Kwong Y L, Chen S H, Kosai K, Finegold M, Woo S L
Howard Hughes Medical Institute, Baylor College of Medicine, Houston, Texas, USA.
Chest. 1997 Nov 5;112(5):1332-7. doi: 10.1378/chest.112.5.1332.
Metastases of lung cancer are a major cause of treatment failure. To evaluate the therapeutic efficacy of gene therapy in metastatic lung cancer, we used adenoviral (ADV) mediated transfer of the herpes simplex virus thymidine kinase (HSV-tk) gene and the cytokine gene interleukin-2 (IL-2) to treat a murine model of metastatic lung cancer in the liver. Hepatic metastases were established by intrahepatic implantation of LL2 cells in syngeneic recipient mice. One week after tumor implantation, various replication defective ADV vectors were injected intratumorally. Treatment with a vector expressing the HSV-tk followed by ganciclovir administration with ADV.tk resulted in significant regression of tumor (p<0.01) as well as prolongation of survival (p<0.001). While a vector expressing mouse IL-2 ADV.IL-2 alone was ineffective, combination therapy with HSV-tk resulted in further tumor regression and improvement of animal survival (p<0.05). These results demonstrate that suicide and cytokine genes can be utilized in combination to treat metastatic lung cancer in vivo.
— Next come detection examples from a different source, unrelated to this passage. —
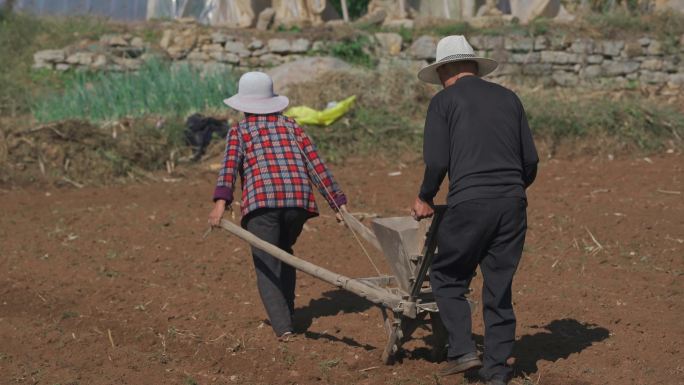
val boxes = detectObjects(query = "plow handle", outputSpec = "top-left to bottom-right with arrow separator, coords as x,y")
220,219 -> 401,309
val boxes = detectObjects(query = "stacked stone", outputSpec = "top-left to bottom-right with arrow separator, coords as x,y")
161,31 -> 312,68
33,34 -> 147,71
464,36 -> 684,87
34,25 -> 684,88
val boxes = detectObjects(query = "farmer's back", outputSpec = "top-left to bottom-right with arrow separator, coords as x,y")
425,76 -> 537,206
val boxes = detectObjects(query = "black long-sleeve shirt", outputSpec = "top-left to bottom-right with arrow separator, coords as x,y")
419,76 -> 539,206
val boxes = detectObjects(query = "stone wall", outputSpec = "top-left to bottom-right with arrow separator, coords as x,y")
34,25 -> 684,89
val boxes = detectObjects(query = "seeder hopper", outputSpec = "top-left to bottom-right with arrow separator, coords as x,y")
221,206 -> 447,364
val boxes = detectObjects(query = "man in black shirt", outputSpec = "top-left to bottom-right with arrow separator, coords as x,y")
412,36 -> 539,385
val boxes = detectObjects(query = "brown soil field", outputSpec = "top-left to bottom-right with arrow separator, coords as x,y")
0,154 -> 684,385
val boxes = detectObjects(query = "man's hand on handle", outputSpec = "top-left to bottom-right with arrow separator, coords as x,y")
335,205 -> 347,223
209,199 -> 226,227
411,197 -> 435,221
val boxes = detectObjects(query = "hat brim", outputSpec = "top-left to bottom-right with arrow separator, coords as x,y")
223,95 -> 290,114
418,57 -> 499,85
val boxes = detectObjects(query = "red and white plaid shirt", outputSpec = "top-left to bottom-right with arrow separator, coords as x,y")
214,113 -> 347,216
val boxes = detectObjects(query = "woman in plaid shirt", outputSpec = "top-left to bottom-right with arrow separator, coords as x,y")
209,72 -> 347,338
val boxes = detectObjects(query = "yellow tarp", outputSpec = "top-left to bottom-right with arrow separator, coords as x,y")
285,95 -> 356,126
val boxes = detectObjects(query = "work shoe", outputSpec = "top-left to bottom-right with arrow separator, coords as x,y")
278,332 -> 297,342
486,377 -> 508,385
438,352 -> 482,376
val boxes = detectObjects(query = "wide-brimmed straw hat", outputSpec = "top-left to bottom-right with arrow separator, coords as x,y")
223,72 -> 290,114
418,35 -> 499,84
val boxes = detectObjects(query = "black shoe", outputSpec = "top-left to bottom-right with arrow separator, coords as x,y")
486,377 -> 508,385
438,352 -> 482,376
477,369 -> 508,385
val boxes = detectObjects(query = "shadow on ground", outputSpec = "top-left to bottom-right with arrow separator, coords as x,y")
294,289 -> 376,350
513,318 -> 610,375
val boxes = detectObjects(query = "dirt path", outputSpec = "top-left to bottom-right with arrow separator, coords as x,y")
0,155 -> 684,385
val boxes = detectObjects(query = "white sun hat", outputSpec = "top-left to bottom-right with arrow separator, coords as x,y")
223,71 -> 290,114
418,35 -> 499,84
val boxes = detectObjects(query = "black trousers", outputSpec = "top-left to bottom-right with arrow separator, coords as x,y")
430,198 -> 527,379
242,208 -> 310,336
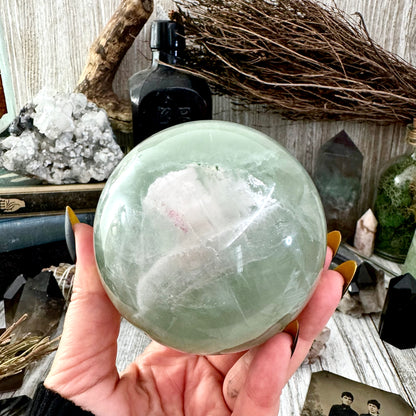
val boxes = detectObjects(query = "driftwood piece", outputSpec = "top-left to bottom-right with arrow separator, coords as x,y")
76,0 -> 153,133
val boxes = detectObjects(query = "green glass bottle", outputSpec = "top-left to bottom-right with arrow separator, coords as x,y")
374,123 -> 416,263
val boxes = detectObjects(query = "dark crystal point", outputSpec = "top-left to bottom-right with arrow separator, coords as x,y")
353,261 -> 378,290
15,272 -> 65,336
313,130 -> 363,240
378,273 -> 416,349
3,274 -> 26,326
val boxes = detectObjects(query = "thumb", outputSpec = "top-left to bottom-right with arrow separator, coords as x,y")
44,224 -> 120,399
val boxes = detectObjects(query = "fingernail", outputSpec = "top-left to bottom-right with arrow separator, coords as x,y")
283,319 -> 299,357
334,260 -> 357,296
326,231 -> 342,258
65,207 -> 79,263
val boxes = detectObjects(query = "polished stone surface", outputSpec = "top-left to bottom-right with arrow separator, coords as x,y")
94,121 -> 326,353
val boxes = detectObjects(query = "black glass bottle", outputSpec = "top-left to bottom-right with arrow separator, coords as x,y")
129,20 -> 212,145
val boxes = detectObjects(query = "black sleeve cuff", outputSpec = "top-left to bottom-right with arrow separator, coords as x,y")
26,383 -> 94,416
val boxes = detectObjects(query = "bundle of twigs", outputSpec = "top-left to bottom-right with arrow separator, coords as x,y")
174,0 -> 416,123
0,315 -> 59,380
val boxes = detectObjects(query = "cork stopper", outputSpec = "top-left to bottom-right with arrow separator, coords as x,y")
406,119 -> 416,146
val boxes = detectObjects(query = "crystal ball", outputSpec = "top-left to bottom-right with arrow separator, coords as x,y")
94,120 -> 326,354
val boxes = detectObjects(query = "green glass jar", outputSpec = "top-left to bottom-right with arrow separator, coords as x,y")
374,124 -> 416,263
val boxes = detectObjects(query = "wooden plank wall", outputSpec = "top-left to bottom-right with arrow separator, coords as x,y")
0,0 -> 416,219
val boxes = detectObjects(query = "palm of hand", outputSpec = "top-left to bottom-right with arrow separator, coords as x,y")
45,224 -> 343,416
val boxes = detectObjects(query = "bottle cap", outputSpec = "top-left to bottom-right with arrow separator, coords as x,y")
150,20 -> 185,52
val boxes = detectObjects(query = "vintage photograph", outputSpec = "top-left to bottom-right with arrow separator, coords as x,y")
301,371 -> 413,416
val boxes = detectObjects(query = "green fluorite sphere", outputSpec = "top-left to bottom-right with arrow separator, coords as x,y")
94,121 -> 326,354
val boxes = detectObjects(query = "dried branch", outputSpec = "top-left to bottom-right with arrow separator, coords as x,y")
0,314 -> 59,380
173,0 -> 416,123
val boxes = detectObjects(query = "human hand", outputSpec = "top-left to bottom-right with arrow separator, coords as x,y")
44,224 -> 352,416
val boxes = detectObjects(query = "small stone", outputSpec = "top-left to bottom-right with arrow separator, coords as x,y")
378,273 -> 416,349
305,327 -> 331,364
354,209 -> 378,257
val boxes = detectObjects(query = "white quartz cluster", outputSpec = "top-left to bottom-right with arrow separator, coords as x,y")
0,89 -> 123,184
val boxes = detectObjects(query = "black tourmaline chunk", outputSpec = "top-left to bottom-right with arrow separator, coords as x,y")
378,273 -> 416,349
353,261 -> 378,290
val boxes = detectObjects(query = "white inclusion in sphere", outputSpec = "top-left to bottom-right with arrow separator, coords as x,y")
94,121 -> 326,354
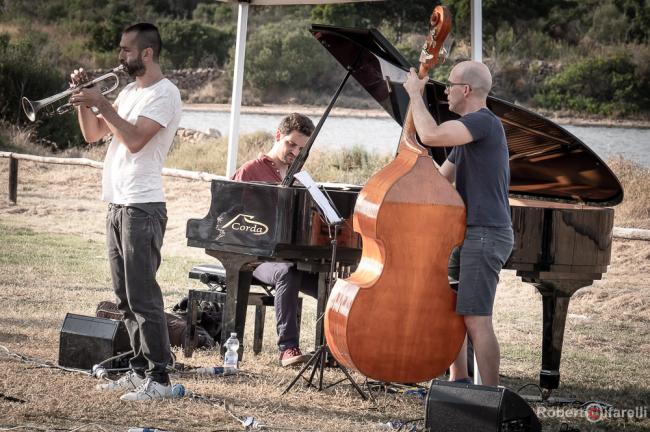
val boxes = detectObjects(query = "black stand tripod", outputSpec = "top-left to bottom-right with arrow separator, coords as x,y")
282,221 -> 368,400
肺癌转移是治疗失败的主要原因。为了评估基因治疗在转移性肺癌中的疗效,我们使用腺病毒(ADV)介导单纯疱疹病毒胸苷激酶(HSV-tk)基因和细胞因子基因白细胞介素-2(IL-2)的转移,来治疗肝转移性肺癌小鼠模型。通过在同基因受体小鼠肝内植入LL2细胞建立肝转移模型。肿瘤植入一周后,将各种复制缺陷型ADV载体瘤内注射。用表达HSV-tk的载体治疗,随后给予更昔洛韦与ADV.tk联合使用,导致肿瘤显著消退(p<0.01)以及生存期延长(p<0.001)。虽然单独使用表达小鼠IL-2的载体ADV.IL-2无效,但与HSV-tk联合治疗导致肿瘤进一步消退和动物生存期改善(p<0.05)。这些结果表明,自杀基因和细胞因子基因可联合用于体内治疗转移性肺癌。